In a more complex sort of system, the idea of a “hold” request can be very useful. For example, consider my earlier RAID-controller example. If the host had just been able to tell the RAID controllers about an impending change before it happened, there would be no problem with conflicting changes (and likewise if the RAID controllers had been able to tell the host). Whoever received such a message could simply freeze or reset whatever information base they had used to decide that they needed to make a change themselves, and wait to see how the new status quo worked out. It’s entirely possible that a race could occur between each side telling the other about an impending change, but resolving that race is completely trivial. Just including a random number in each request and allowing the lower number to “win” would be sufficient, and it doesn’t get much simpler than that.

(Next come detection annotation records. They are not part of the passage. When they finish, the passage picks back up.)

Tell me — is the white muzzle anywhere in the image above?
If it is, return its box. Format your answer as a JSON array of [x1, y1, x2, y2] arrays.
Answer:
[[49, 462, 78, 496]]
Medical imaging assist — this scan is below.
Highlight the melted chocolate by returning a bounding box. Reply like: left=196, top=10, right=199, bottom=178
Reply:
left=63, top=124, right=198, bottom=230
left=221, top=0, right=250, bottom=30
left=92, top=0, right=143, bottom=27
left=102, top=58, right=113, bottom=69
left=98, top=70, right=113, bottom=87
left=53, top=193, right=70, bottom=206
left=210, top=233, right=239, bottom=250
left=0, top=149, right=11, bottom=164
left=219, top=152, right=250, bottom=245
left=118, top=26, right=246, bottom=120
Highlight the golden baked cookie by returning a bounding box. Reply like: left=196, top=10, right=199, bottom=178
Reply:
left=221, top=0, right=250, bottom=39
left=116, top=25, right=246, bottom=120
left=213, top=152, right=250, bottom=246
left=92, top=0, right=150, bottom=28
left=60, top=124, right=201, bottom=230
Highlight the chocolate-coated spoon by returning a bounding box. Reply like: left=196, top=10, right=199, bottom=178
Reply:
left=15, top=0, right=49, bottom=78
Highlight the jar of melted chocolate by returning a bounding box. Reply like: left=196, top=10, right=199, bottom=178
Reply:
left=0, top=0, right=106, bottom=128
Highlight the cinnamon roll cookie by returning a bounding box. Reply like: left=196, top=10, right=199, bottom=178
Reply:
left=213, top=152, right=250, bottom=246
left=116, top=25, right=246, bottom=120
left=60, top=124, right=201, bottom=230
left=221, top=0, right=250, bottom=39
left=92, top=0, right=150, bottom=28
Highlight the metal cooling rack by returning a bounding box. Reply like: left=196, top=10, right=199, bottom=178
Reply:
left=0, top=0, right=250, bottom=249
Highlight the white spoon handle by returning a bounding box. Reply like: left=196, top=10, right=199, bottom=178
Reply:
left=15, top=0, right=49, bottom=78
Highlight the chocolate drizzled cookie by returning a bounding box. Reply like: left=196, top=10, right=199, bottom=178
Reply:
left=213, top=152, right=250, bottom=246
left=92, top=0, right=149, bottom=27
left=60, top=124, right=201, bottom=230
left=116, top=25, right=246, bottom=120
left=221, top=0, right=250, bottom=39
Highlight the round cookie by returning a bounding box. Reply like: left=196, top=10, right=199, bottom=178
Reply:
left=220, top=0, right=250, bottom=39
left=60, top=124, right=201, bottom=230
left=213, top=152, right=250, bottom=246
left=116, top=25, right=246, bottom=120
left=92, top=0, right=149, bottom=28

The hold-request approach mostly still works even in more complex multi-layered arrangements, though in any kind of topology that allows loops it can result in strange kinds of fluctuations involving three or more nodes. This is the realm in which routing protocols live, which I consider one of the most complex and subtle and therefore interesting problem domains in computing, but I’d need an article even longer than this one even to scratch the surface. For now, I hope I’ve managed both to explain why simpler types of coordination problems are still important and to provide a few helpful tips on how to address them.